Thursday, December 3, 2009

Meaning of Heuristics and why it is important today

Heuristics is the big word, yet a lovely word that you and I should care about. It is synonymous to a "rule of thumb". It can be as simple as Pareto Principle or as complicated as adaptive algorithms. We, the humans love our rules of thumb.

We make decisions using rules of thumb. Everyday as you and I use the web, heuristics get built and decisions you make get captured as data. This is certainly one of the premises for PAKRA's existence.

As Frank Schirrmacher discusses in his HuffingtonPost post The Age of the Informavore
: "This is a very good beginning."

Game theorists, economists, psychologists are promoting the value of Bounded Rationality
principles to model decision-making. The main questions they ask are (a) how do you and I make decisions using heuristics? (b) are these decisions optimal, i.e. the best?
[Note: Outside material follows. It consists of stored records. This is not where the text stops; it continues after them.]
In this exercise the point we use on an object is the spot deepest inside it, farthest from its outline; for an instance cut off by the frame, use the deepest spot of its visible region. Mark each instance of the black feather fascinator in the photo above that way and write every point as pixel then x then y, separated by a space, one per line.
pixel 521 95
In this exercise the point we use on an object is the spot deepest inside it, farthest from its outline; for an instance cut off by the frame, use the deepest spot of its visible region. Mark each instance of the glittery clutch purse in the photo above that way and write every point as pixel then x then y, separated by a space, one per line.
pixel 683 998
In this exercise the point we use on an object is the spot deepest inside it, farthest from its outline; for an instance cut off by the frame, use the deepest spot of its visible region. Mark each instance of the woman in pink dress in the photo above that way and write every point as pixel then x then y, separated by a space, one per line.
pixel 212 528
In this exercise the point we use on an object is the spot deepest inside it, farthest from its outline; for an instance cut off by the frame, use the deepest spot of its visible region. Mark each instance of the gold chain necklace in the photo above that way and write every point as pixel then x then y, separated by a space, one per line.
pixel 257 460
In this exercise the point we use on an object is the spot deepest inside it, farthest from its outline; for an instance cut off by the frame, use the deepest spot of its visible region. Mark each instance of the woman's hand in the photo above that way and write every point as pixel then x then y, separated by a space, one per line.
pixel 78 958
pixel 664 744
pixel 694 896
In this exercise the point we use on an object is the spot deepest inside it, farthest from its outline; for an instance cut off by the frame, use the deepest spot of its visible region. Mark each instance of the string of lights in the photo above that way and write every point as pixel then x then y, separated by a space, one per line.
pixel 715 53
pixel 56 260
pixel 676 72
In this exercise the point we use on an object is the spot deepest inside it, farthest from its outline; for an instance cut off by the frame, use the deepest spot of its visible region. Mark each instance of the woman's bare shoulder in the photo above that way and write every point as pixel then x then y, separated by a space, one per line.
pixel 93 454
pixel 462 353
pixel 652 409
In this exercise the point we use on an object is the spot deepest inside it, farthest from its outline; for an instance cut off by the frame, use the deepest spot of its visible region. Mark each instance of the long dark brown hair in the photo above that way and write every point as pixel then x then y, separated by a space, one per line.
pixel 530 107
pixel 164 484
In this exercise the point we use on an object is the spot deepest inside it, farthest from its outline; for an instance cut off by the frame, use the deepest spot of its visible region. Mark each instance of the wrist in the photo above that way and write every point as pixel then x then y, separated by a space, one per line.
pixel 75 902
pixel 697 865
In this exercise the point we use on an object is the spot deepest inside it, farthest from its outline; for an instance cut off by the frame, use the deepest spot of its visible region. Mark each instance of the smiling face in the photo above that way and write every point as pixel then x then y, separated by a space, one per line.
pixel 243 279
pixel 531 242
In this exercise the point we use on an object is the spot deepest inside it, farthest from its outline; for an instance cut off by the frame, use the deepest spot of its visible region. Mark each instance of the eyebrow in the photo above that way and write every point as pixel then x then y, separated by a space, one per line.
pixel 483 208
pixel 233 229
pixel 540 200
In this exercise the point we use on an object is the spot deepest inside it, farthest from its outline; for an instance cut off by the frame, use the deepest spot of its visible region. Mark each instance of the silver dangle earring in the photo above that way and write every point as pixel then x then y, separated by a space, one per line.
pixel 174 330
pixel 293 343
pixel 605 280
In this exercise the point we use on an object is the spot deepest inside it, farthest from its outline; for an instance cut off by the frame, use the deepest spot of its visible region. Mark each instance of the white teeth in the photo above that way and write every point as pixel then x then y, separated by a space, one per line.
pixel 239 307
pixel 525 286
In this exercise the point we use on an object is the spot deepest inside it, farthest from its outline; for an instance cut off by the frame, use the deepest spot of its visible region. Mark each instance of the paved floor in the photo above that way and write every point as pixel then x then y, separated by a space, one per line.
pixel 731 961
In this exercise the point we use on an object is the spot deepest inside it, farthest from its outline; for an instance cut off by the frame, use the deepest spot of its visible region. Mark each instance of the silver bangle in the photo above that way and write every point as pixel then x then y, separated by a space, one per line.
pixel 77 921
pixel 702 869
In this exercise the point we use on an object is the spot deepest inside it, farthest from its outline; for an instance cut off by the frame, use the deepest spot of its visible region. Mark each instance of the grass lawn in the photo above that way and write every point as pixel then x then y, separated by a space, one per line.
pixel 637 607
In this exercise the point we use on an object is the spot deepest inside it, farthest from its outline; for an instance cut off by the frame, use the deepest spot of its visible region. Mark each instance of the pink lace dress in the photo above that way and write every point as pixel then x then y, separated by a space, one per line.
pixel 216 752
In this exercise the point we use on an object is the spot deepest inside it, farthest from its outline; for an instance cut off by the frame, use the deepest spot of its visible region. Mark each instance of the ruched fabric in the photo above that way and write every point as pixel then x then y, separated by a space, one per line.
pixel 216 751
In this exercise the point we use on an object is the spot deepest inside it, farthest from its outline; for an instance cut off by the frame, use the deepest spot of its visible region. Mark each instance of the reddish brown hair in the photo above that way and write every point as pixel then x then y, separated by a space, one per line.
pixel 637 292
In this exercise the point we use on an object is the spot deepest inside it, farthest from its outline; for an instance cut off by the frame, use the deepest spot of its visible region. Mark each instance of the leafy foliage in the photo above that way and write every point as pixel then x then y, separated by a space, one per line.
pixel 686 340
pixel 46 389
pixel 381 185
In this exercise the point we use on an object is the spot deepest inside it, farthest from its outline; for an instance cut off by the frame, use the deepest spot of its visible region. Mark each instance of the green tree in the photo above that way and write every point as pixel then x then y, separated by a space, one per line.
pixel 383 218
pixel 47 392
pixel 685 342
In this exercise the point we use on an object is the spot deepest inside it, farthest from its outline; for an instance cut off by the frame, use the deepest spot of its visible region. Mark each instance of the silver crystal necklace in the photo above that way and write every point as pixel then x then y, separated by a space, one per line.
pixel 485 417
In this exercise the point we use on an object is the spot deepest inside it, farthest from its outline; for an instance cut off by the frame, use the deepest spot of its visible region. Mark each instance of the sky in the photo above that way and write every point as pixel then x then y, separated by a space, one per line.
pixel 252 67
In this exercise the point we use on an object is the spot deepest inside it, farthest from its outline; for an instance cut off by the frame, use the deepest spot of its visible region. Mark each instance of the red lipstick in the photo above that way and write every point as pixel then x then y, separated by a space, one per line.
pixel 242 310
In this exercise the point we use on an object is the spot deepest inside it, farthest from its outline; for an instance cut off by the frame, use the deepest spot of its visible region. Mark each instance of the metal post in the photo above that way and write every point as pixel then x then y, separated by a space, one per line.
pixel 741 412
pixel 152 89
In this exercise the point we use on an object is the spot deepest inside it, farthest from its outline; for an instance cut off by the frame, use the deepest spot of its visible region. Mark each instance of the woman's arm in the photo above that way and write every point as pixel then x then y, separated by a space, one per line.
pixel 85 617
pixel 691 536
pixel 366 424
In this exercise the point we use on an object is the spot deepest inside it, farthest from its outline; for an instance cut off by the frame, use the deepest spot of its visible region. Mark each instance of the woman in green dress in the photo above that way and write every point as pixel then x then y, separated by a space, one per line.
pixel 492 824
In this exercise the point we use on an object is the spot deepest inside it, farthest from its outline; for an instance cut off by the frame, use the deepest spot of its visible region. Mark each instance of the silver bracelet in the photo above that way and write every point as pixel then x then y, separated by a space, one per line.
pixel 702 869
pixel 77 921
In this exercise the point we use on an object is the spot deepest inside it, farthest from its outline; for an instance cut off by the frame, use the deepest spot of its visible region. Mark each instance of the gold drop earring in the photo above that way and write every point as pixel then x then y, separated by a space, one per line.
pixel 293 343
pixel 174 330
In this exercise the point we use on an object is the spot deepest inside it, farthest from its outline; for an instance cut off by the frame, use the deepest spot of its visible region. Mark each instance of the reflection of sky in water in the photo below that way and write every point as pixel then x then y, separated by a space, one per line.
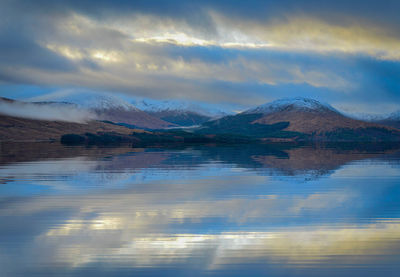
pixel 174 211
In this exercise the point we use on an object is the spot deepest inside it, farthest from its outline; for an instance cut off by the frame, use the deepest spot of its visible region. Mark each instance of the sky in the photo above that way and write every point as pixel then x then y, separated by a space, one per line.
pixel 233 54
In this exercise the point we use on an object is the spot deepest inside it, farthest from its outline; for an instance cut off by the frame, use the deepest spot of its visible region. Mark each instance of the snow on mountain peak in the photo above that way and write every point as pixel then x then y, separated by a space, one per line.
pixel 179 107
pixel 297 103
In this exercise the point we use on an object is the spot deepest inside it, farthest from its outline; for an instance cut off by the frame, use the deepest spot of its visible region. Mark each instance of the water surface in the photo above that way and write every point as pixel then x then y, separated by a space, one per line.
pixel 202 210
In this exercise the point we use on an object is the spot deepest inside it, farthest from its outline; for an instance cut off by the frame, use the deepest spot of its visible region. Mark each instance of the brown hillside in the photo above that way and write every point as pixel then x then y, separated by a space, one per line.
pixel 309 121
pixel 21 129
pixel 138 118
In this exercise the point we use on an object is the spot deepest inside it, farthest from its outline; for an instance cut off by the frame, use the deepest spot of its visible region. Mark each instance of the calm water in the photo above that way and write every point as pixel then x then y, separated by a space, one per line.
pixel 199 211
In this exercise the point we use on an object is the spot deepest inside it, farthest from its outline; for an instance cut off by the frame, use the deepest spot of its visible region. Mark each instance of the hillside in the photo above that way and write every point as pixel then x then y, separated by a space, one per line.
pixel 22 129
pixel 300 119
pixel 181 118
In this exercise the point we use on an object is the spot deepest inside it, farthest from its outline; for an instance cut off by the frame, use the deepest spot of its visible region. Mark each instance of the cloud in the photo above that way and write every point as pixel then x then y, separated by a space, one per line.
pixel 46 111
pixel 239 54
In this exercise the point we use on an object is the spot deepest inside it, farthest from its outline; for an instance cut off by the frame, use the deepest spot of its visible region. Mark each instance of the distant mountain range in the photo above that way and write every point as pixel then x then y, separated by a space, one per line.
pixel 299 119
pixel 296 119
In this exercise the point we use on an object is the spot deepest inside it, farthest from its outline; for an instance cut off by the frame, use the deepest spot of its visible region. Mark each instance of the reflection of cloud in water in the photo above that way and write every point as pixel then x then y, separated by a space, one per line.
pixel 144 210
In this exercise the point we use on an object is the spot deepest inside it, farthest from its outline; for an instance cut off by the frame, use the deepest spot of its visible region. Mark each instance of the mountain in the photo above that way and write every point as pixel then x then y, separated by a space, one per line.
pixel 108 107
pixel 393 120
pixel 23 129
pixel 300 119
pixel 179 112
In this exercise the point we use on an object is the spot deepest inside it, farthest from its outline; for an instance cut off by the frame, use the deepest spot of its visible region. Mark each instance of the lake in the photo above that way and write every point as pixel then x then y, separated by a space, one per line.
pixel 199 210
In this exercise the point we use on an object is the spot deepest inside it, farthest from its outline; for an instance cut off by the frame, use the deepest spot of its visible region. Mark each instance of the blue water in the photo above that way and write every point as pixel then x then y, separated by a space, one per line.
pixel 202 210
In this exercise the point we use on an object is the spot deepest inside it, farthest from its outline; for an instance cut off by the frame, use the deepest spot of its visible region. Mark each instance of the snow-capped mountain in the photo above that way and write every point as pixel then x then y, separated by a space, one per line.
pixel 392 120
pixel 290 117
pixel 179 112
pixel 179 107
pixel 112 108
pixel 298 103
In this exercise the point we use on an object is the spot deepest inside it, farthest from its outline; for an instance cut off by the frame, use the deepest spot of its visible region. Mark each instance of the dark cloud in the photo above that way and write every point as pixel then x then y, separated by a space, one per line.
pixel 36 47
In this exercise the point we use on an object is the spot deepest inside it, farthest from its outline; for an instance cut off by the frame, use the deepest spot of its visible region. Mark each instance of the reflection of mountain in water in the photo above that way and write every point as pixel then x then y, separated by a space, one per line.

From models to computational algorithms to daily web searches to pattern-recognizing analytics that feed our consciousness from places such as Amazon.com (e.g. "Those who have bought PAKRA Games, also bought ... " --> all these are making us learn and make decisions faster.


Frank Schirrmacher writes, "Gerd Gigerenzer, to whom I talked and who I find a fascinating thinker, put it in such a way that thinking itself somehow leaves the brain and uses a platform outside of the human body. And that's the Internet and it's the cloud. And very soon we will have the brain in the cloud. And this raises the question of the importance of thoughts. For centuries, what was important for me was decided in my brain. But now, apparently, it will be decided somewhere else."

The rule of thumb algorithms that were developed on your and my data, in turn learn/retrain our brain. Moreover, as a society, as we all participate, in this reality/digital existence, we redistribute this wealth of learning.

This makes us (PAKRA), believe that "Real Human Learning" is the ultimate monetization of digital bits.

All that is left for you and I to do is answer the following:
(a) how much do we value "Learning" and
(b) how much are we willing to invest/pay in it?